Published December 11, 2008
SACRAMENTO, Calif. — California's utilities, refineries and large factories must transform their operations to cut greenhouse gas emissions as part of a new climate plan before state regulators.
On Thursday, the California Air Resources Board was expected to adopt what would be the nation's most sweeping global warming plan, outlining for the first time how individuals and businesses would meet a landmark 2006 law that made the state a leader on global climate change.
It would hold California's worst polluters accountable for the heat-trapping emissions they produce — transforming how people travel, utilities generate power and businesses use electricity.
At the heart of the plan is the future creation of a carbon-credit market designed to give the state's major polluters cheaper ways to cut emissions.
If adopted, the plan would set clear strategies for how the country's most populous state plans to cut emissions at a time many governments around the world are struggling with a financial crisis that threatens to undermine efforts to fight climate change.
California's 2006 law, called the Global Warming Solutions Act, mandates the state cut emissions to 1990 levels by 2020.
The strategy chosen by air regulators relies on 31 new rules affecting all facets of life, from what fuels Californians put in their vehicles to what kind of air conditioners businesses put in their buildings.
The average Californian, for example, can expect to pay to have his or her car tires inflated during oil changes and to pay higher power bills as utilities try to increase their use of renewable energy.
He or she could also see more fuel-efficient cars at dealerships, better public transportation, new housing near schools and businesses, and utility rebates to equip homes to be more energy efficient.
New fees and reporting requirements will accompany the emission rules.
Finding ways to implement California's target has not been without controversy.

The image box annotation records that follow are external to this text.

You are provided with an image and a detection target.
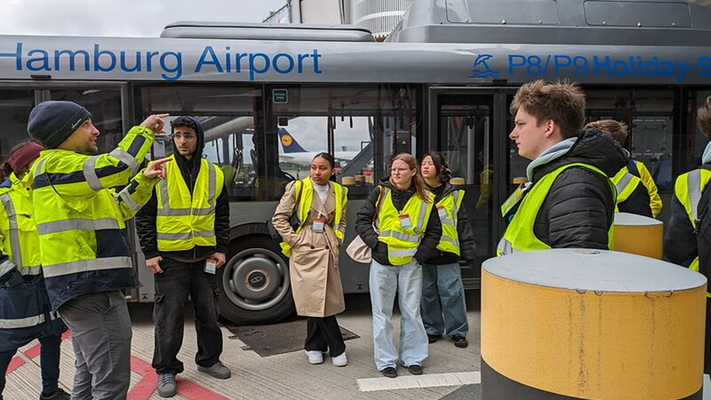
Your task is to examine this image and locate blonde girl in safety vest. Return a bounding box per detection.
[272,153,348,367]
[420,151,476,348]
[356,154,442,378]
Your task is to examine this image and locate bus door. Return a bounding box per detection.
[423,88,508,288]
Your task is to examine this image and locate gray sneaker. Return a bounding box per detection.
[156,374,178,397]
[198,361,232,379]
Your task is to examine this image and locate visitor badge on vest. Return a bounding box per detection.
[311,218,326,233]
[437,206,447,219]
[398,214,412,229]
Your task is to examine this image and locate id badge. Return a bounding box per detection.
[501,182,531,217]
[311,219,326,233]
[205,257,217,275]
[398,214,412,229]
[437,206,447,219]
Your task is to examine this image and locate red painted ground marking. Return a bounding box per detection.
[5,330,71,376]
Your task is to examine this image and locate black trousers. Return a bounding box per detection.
[304,315,346,357]
[152,258,222,374]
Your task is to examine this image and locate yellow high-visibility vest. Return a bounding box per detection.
[674,169,711,297]
[436,189,464,255]
[0,173,42,275]
[376,186,435,265]
[156,155,225,251]
[496,163,615,256]
[279,178,348,257]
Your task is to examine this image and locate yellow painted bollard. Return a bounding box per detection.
[615,213,664,260]
[481,249,706,400]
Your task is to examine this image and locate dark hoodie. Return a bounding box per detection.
[355,177,442,265]
[136,117,230,262]
[529,129,627,250]
[426,182,476,265]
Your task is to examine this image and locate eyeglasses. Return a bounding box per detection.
[170,133,197,140]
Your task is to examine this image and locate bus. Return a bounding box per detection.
[0,0,711,324]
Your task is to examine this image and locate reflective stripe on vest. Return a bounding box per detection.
[496,163,615,256]
[437,190,464,255]
[0,173,42,275]
[674,169,711,298]
[610,167,642,205]
[156,156,224,251]
[376,187,435,265]
[279,177,348,257]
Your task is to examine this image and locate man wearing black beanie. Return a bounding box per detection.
[27,101,167,400]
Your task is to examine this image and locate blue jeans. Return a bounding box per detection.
[422,263,469,337]
[370,260,428,371]
[0,328,62,395]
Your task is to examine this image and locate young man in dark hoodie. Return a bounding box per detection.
[497,80,627,255]
[136,117,231,397]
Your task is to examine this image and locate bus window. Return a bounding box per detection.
[266,86,416,199]
[0,90,35,177]
[48,88,124,158]
[138,85,265,201]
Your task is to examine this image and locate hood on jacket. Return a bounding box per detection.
[527,129,629,182]
[173,116,205,171]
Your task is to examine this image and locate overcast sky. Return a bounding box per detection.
[0,0,286,37]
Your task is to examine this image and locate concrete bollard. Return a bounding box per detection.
[614,213,664,260]
[481,249,706,400]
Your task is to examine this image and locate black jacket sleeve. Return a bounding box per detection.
[215,182,230,253]
[136,190,160,259]
[664,195,699,267]
[457,204,476,262]
[415,207,442,264]
[534,167,615,250]
[617,182,654,218]
[355,186,380,249]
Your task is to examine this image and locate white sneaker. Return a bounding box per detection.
[331,351,348,367]
[304,350,323,364]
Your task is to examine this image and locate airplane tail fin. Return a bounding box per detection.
[278,128,307,153]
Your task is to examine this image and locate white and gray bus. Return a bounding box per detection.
[0,0,711,323]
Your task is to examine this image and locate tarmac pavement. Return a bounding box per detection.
[4,291,480,400]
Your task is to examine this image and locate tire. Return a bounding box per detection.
[217,235,295,325]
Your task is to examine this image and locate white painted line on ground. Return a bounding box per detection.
[356,372,481,392]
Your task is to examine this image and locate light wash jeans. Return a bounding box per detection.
[422,263,469,337]
[370,260,429,371]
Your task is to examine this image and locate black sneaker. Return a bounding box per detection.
[39,388,72,400]
[452,335,469,349]
[407,365,423,375]
[380,367,397,378]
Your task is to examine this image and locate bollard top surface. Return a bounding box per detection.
[614,212,664,226]
[483,249,706,293]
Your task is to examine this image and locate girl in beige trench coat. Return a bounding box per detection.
[272,153,348,367]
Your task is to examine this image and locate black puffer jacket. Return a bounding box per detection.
[355,178,442,265]
[532,129,627,250]
[136,117,230,262]
[426,183,476,265]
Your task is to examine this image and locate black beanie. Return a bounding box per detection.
[27,100,91,149]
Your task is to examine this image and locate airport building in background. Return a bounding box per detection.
[264,0,413,41]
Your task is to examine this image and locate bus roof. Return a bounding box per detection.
[388,0,711,46]
[160,21,375,42]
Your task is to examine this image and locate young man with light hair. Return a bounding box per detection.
[585,119,662,218]
[497,80,626,255]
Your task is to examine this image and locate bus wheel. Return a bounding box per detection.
[217,236,295,325]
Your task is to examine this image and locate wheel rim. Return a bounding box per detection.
[222,248,290,311]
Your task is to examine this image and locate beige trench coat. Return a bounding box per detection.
[272,182,346,318]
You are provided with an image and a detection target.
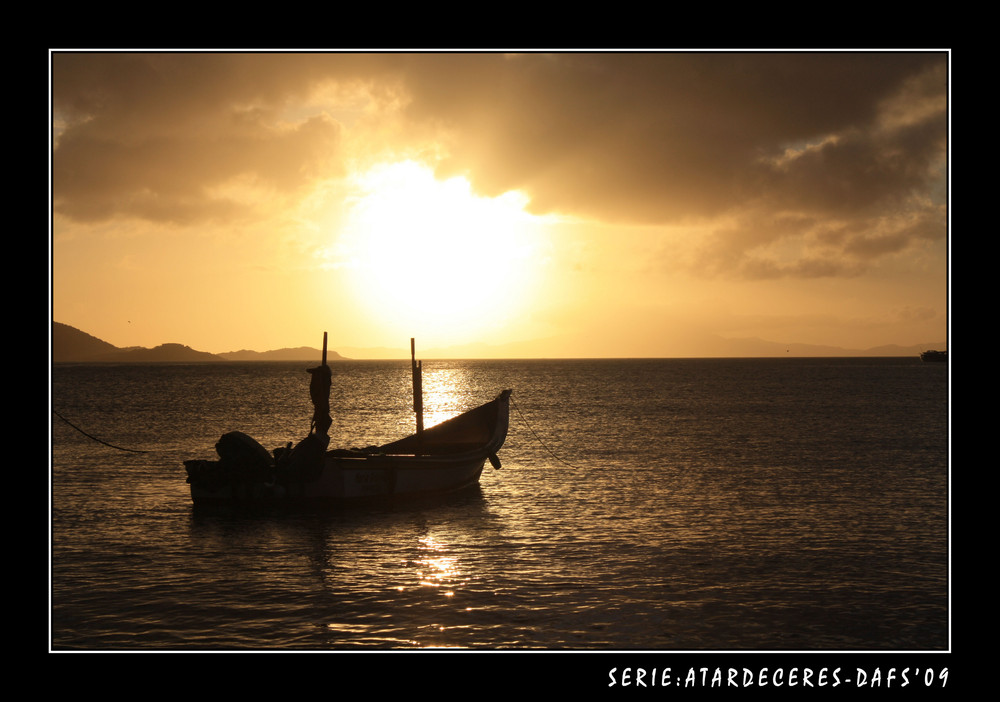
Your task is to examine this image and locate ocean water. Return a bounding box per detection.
[50,358,950,651]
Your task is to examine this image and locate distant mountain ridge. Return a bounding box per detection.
[52,322,348,363]
[52,322,948,363]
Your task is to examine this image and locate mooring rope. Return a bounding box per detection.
[52,410,149,453]
[510,397,582,470]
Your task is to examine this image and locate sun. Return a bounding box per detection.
[341,161,543,343]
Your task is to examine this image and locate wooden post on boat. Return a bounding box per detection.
[410,337,424,437]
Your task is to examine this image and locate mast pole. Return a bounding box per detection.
[410,337,424,436]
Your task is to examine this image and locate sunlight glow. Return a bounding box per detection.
[341,161,541,343]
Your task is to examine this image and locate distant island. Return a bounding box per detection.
[52,322,349,363]
[52,322,947,363]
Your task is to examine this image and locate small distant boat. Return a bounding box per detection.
[920,350,948,363]
[184,334,511,505]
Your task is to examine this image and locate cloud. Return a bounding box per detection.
[53,52,947,276]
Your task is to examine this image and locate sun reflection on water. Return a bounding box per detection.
[423,364,474,427]
[417,536,462,597]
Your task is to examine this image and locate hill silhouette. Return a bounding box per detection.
[52,322,347,363]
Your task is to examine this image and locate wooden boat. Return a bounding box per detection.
[184,334,511,505]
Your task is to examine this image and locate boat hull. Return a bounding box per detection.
[185,390,510,505]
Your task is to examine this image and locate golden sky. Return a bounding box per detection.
[50,51,950,357]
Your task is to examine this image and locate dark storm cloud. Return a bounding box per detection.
[53,52,947,246]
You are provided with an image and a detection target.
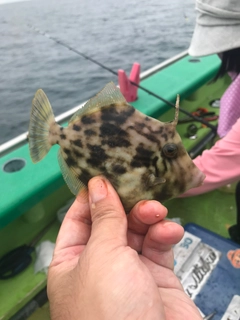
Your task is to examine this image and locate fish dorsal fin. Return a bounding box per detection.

Republicans, small businesses and major industries that will be forced to change their operations say jobs could be lost, companies might leave the state and energy prices will skyrocket.

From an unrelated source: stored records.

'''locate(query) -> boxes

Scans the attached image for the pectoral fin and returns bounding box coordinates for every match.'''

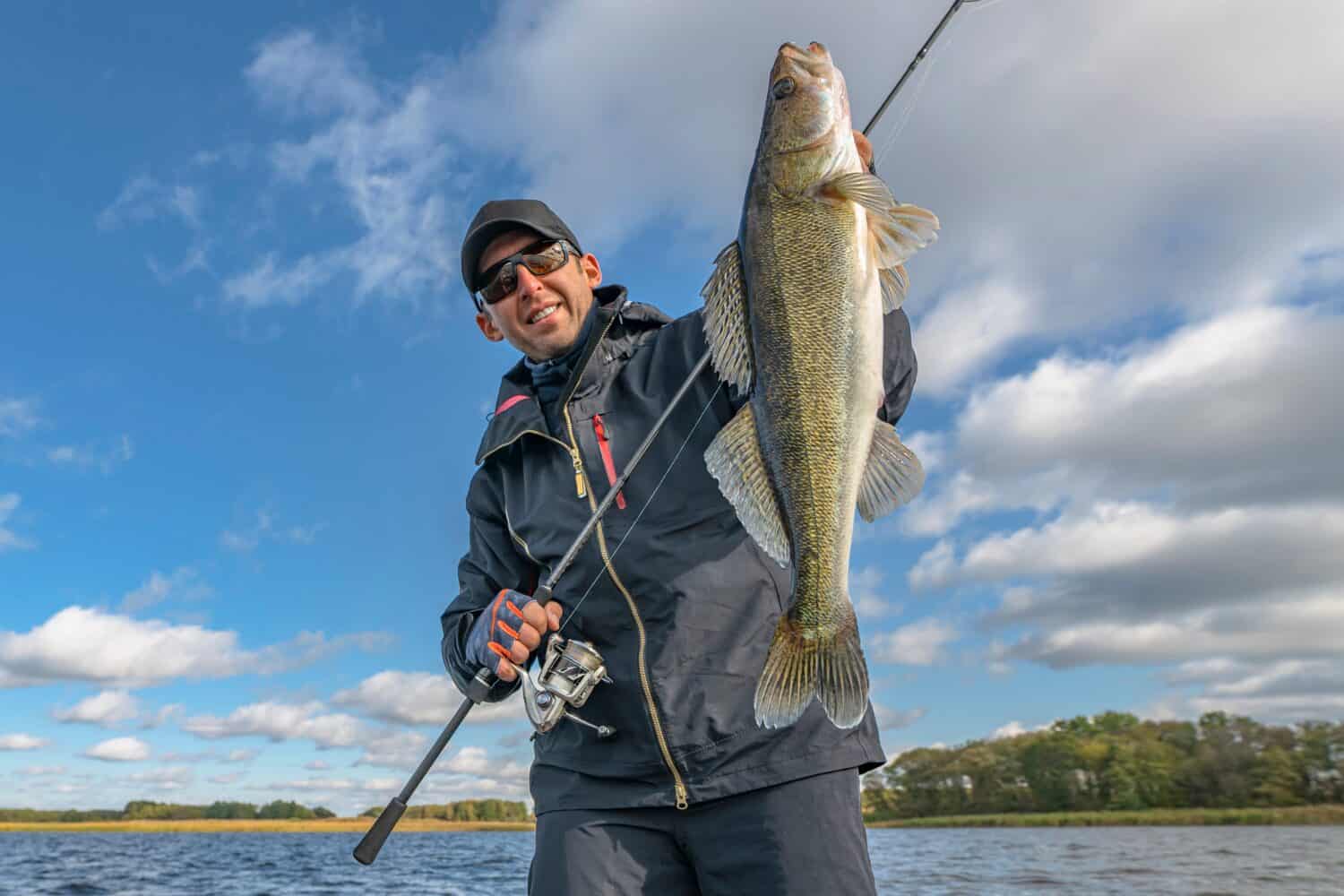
[823,172,938,314]
[701,240,755,392]
[704,404,789,565]
[859,422,924,522]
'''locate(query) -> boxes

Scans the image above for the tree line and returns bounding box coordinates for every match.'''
[0,799,336,823]
[863,712,1344,821]
[362,799,532,821]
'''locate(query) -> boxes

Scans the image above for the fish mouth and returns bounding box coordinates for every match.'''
[771,40,835,78]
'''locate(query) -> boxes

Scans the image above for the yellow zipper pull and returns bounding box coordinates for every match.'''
[570,449,588,497]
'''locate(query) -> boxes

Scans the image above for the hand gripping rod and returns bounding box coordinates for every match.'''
[355,0,978,866]
[355,350,710,866]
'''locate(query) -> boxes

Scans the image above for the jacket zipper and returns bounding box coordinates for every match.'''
[478,318,690,809]
[564,404,688,809]
[593,414,625,511]
[478,430,588,498]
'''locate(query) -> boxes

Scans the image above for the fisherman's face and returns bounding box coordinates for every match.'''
[476,228,602,361]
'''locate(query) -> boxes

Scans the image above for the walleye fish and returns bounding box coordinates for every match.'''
[701,43,938,728]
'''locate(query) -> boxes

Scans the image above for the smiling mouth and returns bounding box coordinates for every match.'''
[527,305,559,323]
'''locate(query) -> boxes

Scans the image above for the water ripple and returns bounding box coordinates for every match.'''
[0,828,1344,896]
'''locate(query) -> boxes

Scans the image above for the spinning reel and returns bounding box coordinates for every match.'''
[510,634,616,739]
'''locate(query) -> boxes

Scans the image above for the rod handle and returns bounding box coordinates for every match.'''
[355,797,406,866]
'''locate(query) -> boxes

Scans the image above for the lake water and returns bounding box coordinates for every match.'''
[0,828,1344,896]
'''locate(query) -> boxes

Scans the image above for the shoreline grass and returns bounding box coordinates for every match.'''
[0,817,537,834]
[0,805,1344,834]
[867,805,1344,828]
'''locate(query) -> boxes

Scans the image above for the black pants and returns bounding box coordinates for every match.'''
[529,769,876,896]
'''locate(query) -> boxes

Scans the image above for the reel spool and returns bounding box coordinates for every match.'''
[513,634,616,739]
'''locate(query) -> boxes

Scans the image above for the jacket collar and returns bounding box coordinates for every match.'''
[476,285,671,463]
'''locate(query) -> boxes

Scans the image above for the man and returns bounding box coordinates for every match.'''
[443,133,916,895]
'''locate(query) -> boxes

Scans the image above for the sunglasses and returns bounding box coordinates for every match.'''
[476,239,580,305]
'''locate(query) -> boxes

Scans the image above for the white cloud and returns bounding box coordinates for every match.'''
[51,691,140,728]
[140,702,185,728]
[0,606,387,688]
[868,616,959,667]
[1008,591,1344,669]
[182,702,371,748]
[449,0,1344,357]
[910,503,1344,619]
[900,300,1344,535]
[849,565,900,619]
[0,492,38,554]
[47,434,136,473]
[126,766,196,790]
[0,398,40,438]
[225,30,461,307]
[873,702,929,731]
[83,737,150,762]
[0,734,51,750]
[120,567,215,613]
[332,670,524,726]
[99,175,202,229]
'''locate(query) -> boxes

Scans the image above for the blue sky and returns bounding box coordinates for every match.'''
[0,0,1344,812]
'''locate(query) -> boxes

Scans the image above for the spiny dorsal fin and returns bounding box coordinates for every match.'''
[859,422,924,522]
[701,240,755,392]
[704,404,789,565]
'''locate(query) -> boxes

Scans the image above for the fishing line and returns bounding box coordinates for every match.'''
[558,380,723,632]
[866,0,1003,167]
[556,0,1002,632]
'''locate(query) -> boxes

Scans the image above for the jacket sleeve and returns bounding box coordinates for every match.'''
[878,307,919,426]
[440,468,537,702]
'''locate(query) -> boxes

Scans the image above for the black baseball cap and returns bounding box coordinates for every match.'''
[462,199,583,297]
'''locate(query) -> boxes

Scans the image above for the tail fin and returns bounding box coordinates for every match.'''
[755,599,868,728]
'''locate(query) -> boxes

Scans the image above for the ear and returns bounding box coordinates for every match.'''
[580,253,602,289]
[476,305,504,342]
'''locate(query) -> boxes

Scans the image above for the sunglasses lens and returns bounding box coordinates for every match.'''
[523,243,564,275]
[481,262,518,305]
[481,242,567,305]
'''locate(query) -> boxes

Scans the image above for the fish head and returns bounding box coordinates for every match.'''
[757,41,854,194]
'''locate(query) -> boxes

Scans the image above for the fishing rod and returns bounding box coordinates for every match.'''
[355,0,980,866]
[863,0,981,137]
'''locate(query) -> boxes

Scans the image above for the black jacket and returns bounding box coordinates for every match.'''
[443,286,916,813]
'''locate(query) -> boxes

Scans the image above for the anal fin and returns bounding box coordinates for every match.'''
[704,404,789,565]
[755,597,868,728]
[859,422,924,522]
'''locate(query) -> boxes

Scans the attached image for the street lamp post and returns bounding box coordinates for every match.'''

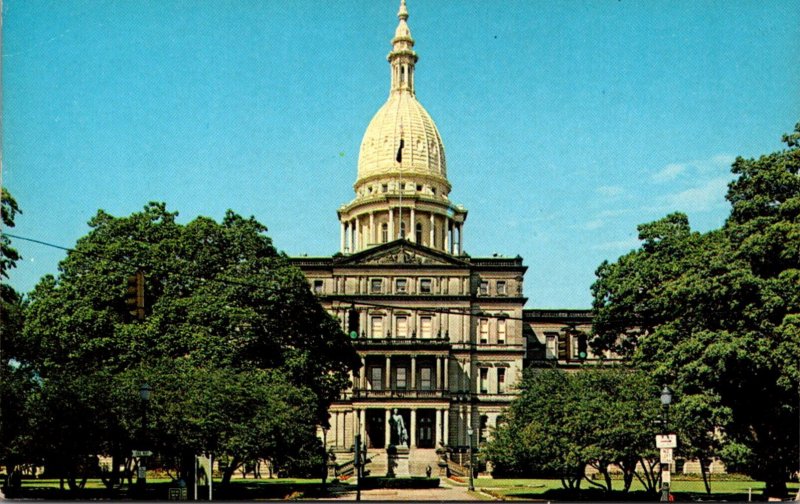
[136,383,153,497]
[467,427,475,492]
[661,385,672,502]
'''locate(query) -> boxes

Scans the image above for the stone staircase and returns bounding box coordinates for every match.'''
[365,448,439,477]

California's nonpartisan legislative analyst and independent scientists have criticized some of the air board's research, saying the costs to the state could be greater than projected. Assemblyman Roger Niello, R-Fair Oaks, has asked the board to postpone its vote and perform a more thorough economic analysis.
An air board analysis published in September projected California's economy would grow faster if the state acts to cut emissions. It estimated 100,000 more jobs would be created and the average California household would save $400 a year by driving more fuel-efficient vehicles and living in more energy-efficient homes.
Air board chairwoman Mary Nichols said she was optimistic the country would be out of the recession by the time California's industries, commercial businesses and individuals must begin complying with emission regulations in 2012.
Once all the measures are in force, the air board projects the cost to the state at $25 billion in 2020, but said that will be more than offset by the savings — which it estimates at $40 billion that year. Supporters of the law also hope it will make California a leader in green technology, attracting investments and jobs.
Most of the reductions in California's emissions will come from more detailed regulations that will be written over the next few years, including rules governing a cap-and-trade program that launches in 2012 to help the largest polluters achieve emission cuts.
But allowing businesses to buy their way out of the problem is another contentious part of the plan. Representatives of California's poor communities say the polluting power plants, refineries and factories in their neighborhoods could write a check rather than cut emissions.